The groups, which include the American Heart Association, the American Lung Society, the Campaign for Tobacco-Free Kids and the American Cancer Society, are calling for a 95-cent increase in Connecticut’s $3.40-per pack tax.
They say the steeper tax will discourage people, especially young people, from smoking while at the same time boosting the state’s bottom line.

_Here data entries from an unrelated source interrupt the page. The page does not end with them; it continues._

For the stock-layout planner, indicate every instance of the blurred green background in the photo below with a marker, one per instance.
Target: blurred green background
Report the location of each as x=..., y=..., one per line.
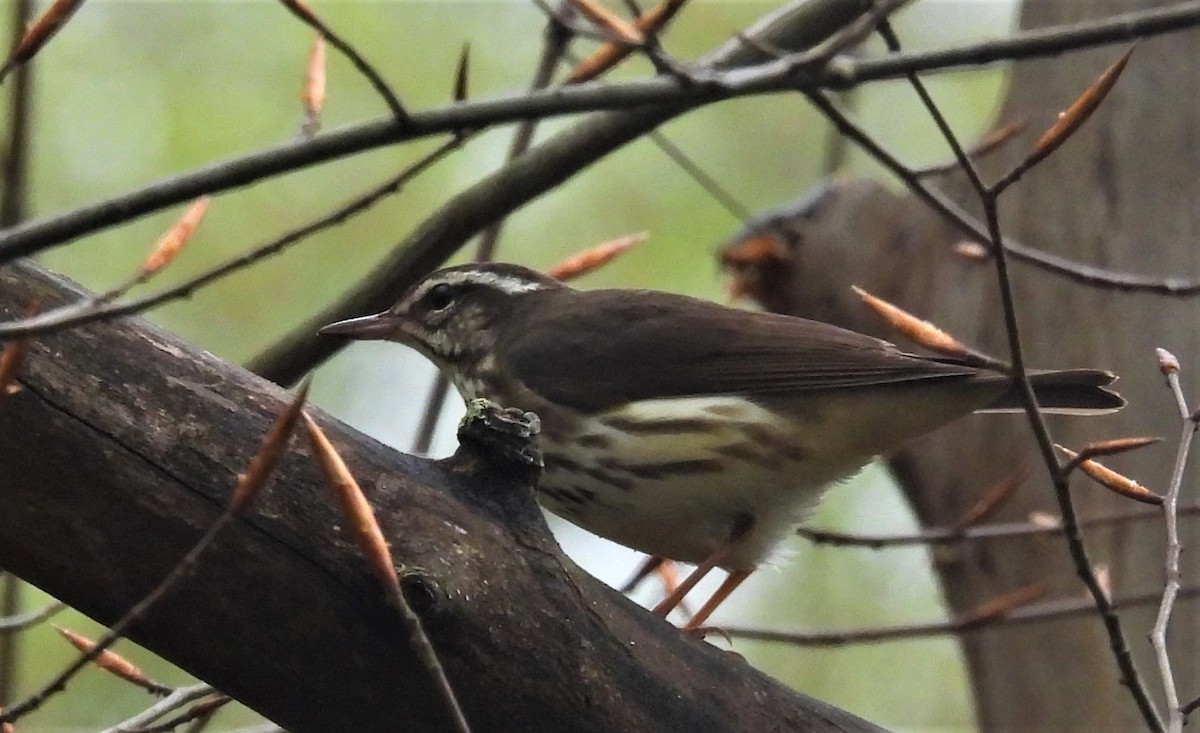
x=132, y=91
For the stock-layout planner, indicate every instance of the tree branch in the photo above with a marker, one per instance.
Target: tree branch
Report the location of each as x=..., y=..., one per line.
x=105, y=488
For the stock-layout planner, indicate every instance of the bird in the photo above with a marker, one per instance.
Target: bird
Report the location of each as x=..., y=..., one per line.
x=684, y=428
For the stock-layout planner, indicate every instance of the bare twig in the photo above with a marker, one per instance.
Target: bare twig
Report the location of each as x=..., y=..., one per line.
x=39, y=34
x=1176, y=716
x=249, y=482
x=10, y=624
x=301, y=11
x=989, y=198
x=171, y=703
x=371, y=541
x=558, y=37
x=1032, y=613
x=665, y=92
x=90, y=310
x=1002, y=530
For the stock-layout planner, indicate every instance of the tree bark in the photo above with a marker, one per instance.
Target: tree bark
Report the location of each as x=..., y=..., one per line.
x=120, y=450
x=1122, y=194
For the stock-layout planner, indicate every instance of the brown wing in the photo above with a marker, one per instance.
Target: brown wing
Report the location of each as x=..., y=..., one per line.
x=603, y=348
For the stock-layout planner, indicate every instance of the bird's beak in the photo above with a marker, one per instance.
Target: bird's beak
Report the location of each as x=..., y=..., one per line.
x=381, y=325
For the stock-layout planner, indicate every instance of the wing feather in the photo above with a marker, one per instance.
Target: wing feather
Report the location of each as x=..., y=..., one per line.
x=603, y=348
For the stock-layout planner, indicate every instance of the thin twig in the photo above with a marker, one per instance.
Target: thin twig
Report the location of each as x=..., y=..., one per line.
x=301, y=11
x=90, y=310
x=1001, y=530
x=989, y=199
x=1041, y=612
x=558, y=37
x=664, y=91
x=1175, y=715
x=256, y=475
x=19, y=622
x=171, y=703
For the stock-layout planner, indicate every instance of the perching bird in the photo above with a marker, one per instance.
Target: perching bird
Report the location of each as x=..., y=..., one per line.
x=683, y=428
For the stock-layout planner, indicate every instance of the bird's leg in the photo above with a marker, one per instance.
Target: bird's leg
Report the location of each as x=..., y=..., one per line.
x=649, y=565
x=669, y=604
x=719, y=556
x=730, y=584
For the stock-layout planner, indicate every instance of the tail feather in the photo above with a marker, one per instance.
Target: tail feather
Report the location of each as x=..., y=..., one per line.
x=1066, y=392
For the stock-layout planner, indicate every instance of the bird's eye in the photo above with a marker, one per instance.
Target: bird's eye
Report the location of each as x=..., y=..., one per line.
x=439, y=298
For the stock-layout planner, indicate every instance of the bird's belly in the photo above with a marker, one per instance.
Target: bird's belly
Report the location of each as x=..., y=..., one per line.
x=676, y=478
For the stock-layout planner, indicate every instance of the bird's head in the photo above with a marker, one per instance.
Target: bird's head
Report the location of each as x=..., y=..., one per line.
x=453, y=316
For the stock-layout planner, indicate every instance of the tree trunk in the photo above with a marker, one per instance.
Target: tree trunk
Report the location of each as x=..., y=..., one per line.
x=1120, y=194
x=120, y=450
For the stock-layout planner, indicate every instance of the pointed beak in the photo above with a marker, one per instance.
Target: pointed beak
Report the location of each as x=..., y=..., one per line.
x=381, y=325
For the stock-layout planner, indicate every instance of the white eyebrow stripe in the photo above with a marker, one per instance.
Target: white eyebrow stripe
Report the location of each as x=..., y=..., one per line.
x=509, y=286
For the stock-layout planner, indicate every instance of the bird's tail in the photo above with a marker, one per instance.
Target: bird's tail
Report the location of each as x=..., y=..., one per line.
x=1066, y=392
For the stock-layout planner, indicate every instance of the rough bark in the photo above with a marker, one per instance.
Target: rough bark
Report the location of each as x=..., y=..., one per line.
x=1122, y=193
x=119, y=452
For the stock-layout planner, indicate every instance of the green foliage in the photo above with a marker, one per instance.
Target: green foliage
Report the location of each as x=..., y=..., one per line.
x=135, y=91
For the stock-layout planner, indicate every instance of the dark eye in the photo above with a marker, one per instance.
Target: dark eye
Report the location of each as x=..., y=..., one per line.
x=439, y=298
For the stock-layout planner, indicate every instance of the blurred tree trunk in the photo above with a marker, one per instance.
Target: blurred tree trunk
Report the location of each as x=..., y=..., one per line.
x=1121, y=194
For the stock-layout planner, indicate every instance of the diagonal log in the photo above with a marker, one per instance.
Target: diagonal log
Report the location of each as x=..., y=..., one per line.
x=120, y=450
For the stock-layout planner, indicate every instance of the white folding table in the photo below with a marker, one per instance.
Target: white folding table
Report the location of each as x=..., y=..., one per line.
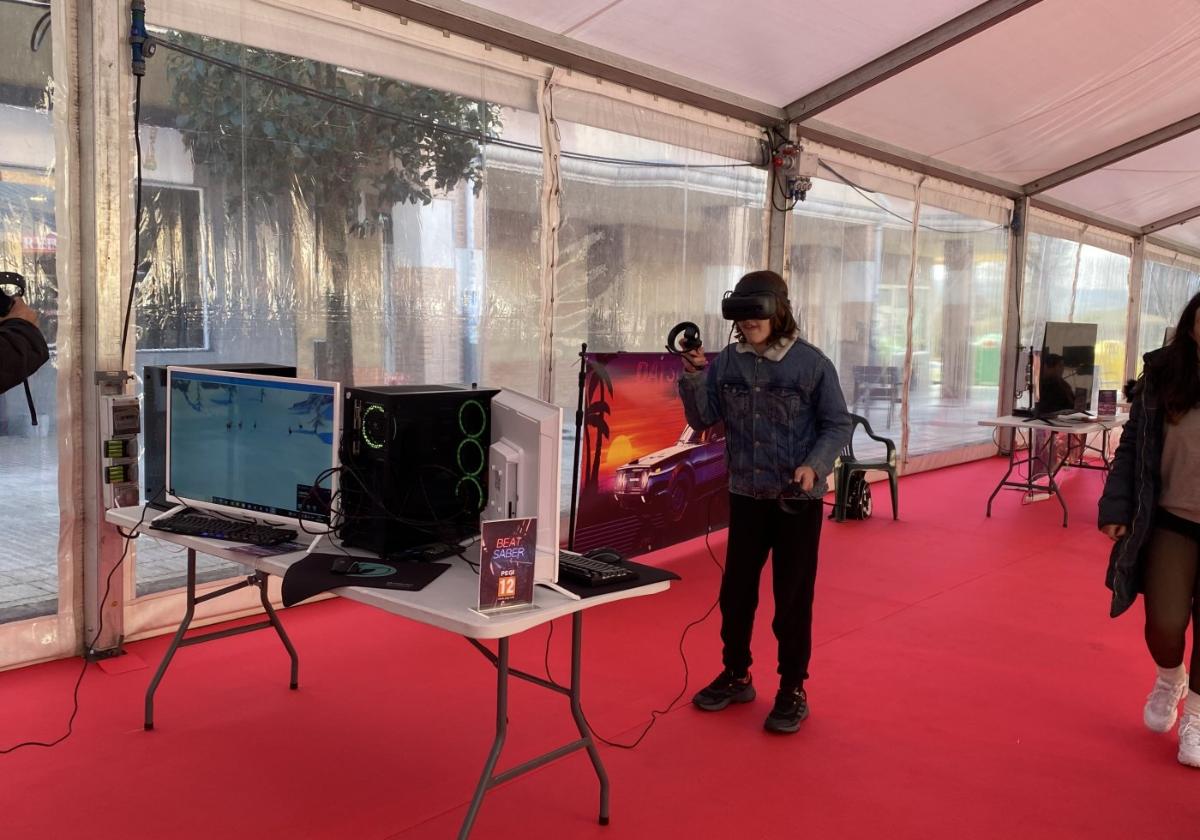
x=445, y=604
x=1103, y=425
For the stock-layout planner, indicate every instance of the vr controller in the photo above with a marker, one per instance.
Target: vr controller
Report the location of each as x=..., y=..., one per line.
x=683, y=337
x=11, y=286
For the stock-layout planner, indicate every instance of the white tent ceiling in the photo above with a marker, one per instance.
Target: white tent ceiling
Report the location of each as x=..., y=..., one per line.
x=1044, y=89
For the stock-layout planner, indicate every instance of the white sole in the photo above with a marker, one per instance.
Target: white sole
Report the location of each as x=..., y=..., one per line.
x=1159, y=725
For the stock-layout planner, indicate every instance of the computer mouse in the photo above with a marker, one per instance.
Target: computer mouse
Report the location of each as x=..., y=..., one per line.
x=606, y=556
x=342, y=565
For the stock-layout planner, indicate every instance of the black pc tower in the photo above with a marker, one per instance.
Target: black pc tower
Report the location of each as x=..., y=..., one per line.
x=154, y=418
x=414, y=465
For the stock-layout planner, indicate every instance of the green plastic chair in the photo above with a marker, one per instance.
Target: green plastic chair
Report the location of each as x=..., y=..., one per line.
x=847, y=465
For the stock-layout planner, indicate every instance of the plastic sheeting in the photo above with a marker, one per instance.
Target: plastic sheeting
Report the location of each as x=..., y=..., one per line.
x=1169, y=282
x=276, y=231
x=41, y=503
x=911, y=316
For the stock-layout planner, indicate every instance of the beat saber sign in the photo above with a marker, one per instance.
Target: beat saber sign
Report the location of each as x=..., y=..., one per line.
x=507, y=563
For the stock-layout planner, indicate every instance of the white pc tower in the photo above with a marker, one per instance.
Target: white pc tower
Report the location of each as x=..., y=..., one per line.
x=525, y=468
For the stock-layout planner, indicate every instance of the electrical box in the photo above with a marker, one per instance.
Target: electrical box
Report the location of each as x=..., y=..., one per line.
x=120, y=424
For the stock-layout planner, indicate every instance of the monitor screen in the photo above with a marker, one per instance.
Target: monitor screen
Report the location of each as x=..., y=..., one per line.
x=252, y=443
x=525, y=471
x=1067, y=367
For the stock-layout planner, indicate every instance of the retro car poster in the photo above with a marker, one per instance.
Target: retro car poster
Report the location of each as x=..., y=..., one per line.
x=647, y=479
x=505, y=563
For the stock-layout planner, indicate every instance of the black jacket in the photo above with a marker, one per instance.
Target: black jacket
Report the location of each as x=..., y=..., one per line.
x=1132, y=490
x=22, y=352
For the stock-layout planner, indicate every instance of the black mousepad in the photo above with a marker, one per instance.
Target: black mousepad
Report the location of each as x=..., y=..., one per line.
x=311, y=576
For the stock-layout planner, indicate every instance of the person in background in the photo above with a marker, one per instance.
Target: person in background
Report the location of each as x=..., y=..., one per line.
x=1151, y=509
x=22, y=345
x=786, y=421
x=1055, y=394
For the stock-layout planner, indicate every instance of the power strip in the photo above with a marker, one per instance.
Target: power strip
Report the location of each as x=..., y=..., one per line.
x=120, y=423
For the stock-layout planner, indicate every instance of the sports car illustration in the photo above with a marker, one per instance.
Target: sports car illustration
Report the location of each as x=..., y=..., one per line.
x=672, y=479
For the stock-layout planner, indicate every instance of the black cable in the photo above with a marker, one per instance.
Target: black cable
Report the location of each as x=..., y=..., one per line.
x=40, y=31
x=429, y=125
x=687, y=675
x=137, y=213
x=863, y=192
x=90, y=649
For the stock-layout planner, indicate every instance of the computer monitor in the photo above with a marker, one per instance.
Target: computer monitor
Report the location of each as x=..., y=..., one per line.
x=525, y=469
x=1067, y=367
x=241, y=444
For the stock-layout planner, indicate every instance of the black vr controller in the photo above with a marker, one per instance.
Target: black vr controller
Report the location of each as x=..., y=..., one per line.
x=11, y=286
x=683, y=337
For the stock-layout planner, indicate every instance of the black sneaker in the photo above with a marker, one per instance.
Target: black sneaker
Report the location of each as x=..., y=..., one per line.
x=724, y=690
x=791, y=707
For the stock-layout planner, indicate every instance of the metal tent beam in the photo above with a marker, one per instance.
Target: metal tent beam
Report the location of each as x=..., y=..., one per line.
x=1171, y=221
x=885, y=153
x=1114, y=155
x=923, y=47
x=479, y=24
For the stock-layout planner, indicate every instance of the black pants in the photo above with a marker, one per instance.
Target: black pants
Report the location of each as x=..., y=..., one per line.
x=757, y=527
x=1173, y=592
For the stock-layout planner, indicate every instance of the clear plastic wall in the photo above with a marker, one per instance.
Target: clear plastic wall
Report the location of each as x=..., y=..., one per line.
x=1079, y=276
x=1168, y=283
x=30, y=455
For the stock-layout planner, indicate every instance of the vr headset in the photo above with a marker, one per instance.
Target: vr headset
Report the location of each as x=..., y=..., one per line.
x=749, y=305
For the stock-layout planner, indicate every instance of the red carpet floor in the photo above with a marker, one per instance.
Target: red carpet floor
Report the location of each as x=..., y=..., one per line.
x=966, y=683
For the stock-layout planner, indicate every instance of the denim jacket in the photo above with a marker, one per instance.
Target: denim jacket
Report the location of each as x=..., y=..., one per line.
x=781, y=411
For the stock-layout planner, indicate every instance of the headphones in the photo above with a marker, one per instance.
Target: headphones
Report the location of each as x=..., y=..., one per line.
x=12, y=285
x=790, y=504
x=683, y=337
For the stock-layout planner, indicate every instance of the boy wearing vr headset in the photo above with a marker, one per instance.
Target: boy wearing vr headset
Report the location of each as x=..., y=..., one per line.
x=786, y=423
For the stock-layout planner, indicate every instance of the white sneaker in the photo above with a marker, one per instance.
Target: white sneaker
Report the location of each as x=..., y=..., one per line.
x=1189, y=739
x=1163, y=705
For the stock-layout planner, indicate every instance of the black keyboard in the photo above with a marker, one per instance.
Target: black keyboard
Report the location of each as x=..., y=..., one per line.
x=216, y=528
x=591, y=571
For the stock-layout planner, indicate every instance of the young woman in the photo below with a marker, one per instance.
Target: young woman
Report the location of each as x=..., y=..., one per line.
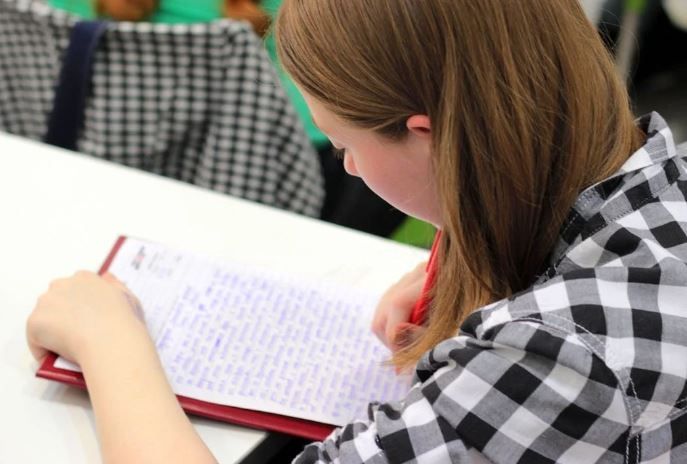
x=554, y=328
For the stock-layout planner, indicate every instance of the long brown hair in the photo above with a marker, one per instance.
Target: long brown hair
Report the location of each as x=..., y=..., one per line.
x=137, y=10
x=525, y=108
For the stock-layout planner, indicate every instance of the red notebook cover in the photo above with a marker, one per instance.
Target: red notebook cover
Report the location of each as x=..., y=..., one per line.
x=245, y=417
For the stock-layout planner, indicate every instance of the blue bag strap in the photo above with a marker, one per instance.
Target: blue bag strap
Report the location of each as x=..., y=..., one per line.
x=66, y=118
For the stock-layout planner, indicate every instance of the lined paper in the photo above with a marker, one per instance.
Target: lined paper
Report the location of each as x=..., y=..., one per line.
x=253, y=338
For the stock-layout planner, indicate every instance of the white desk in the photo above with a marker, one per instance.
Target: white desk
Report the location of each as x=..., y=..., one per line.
x=62, y=212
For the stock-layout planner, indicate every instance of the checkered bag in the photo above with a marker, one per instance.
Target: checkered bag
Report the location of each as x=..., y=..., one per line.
x=195, y=102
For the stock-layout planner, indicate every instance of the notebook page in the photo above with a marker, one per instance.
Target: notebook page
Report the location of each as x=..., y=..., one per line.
x=252, y=338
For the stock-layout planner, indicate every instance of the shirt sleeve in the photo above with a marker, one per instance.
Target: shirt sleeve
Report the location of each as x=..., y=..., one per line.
x=524, y=392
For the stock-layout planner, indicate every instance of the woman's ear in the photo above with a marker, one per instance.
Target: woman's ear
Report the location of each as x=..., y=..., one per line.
x=419, y=125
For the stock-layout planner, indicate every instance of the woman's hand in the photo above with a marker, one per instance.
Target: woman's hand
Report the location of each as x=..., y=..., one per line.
x=394, y=309
x=82, y=314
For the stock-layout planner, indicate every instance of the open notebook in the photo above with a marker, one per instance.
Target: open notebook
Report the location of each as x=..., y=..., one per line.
x=252, y=346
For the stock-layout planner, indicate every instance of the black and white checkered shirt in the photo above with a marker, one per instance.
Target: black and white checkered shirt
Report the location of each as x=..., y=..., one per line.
x=588, y=365
x=196, y=102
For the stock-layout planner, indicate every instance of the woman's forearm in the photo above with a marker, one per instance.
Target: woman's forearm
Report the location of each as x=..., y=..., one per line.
x=138, y=417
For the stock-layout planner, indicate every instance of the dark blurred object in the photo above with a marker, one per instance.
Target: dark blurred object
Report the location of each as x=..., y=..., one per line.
x=349, y=202
x=661, y=46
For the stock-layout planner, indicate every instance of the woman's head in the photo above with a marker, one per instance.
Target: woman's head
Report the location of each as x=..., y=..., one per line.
x=524, y=111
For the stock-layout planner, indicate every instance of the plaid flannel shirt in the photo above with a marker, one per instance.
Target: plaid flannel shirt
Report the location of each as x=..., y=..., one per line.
x=200, y=103
x=588, y=365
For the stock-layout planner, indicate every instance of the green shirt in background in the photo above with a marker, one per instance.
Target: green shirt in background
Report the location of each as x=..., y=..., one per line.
x=170, y=11
x=185, y=11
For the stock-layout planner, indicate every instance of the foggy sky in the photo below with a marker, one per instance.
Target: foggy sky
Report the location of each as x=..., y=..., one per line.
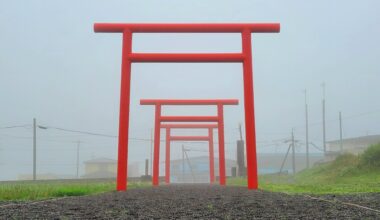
x=55, y=68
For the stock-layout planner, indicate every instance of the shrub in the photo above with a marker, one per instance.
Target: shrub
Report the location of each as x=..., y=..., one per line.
x=371, y=156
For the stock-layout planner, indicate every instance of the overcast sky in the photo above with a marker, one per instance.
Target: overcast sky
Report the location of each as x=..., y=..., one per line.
x=55, y=68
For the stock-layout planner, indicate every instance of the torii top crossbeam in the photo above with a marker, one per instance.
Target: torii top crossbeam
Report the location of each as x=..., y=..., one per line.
x=244, y=57
x=187, y=28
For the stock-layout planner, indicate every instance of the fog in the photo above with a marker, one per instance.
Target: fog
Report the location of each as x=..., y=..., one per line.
x=54, y=68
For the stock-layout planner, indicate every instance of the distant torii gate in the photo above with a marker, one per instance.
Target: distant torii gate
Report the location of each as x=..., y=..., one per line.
x=244, y=57
x=209, y=138
x=219, y=118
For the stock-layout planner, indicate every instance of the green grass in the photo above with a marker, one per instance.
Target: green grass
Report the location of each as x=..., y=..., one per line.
x=38, y=191
x=345, y=175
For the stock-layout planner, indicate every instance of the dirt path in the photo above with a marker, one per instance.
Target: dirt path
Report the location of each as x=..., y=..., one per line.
x=188, y=202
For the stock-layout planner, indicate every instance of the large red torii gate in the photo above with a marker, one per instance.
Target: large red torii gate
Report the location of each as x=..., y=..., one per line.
x=209, y=138
x=244, y=57
x=158, y=119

But the idea may not gain much traction with Gov. Dannel P. Malloy. “The Governor has said from the beginning that he does not support increasing taxes,” said his spokesman, Andrew Doba. “This proposal is more of a public health issue than a revenue issue. Increasing a sin tax generally leads to a decrease in consumption, so any gains would be mitigated by more people quitting, which is obviously a positive thing.”
The public health advocates commissioned a poll showing broad public support for raising cigarette taxes. More than two-thirds of those surveyed said they back the tax hike; 27 percent oppose it. The poll, conducted by the Mellman Group from May 7-9, has a margin of error of plus or minus 4.4 percentage points.
The advocates say smoking rates, particularly among young people, drop sharply when cigarette taxes are raised by at least 10 percent.
Rep. Elaine O’Brien, one of three lawmakers who attended a press conference at the Capitol, said she generally does not back raising taxes. But in this case, the public health benefits that comes with reduced rates of smoking were enough to sway the Democrat from Suffield.
“Anything we can do to cut back on … cancer deaths is a good thing, so that’s why I support…the proposal to raise the cigarette tax,” O’Brien said.
Rep. Matt Lesser, a Democrat from Middletown, also attended the press conference. He said he comes as both a member of the legislature’s appropriations committee and as the friend and family member of people who have died of smoking-related diseases.
Connie Dills, a registered respiratory therapist at Hospital for Special Care in New Britain, said she has seen firsthand the toll smoking has taken on many of her patients.
But Dills said the financial boost that higher taxes would provide should are also part of the equation. Smoking-related health-care costs amount to $1.6 billion in Connecticut each year. Advocates of the higher tax say it would generate $50 million for the state annually.
“While the health benefits associated with tax increases is the reason for our strong support, we cannot discount the very real economic benefits that will also result,” Dills said.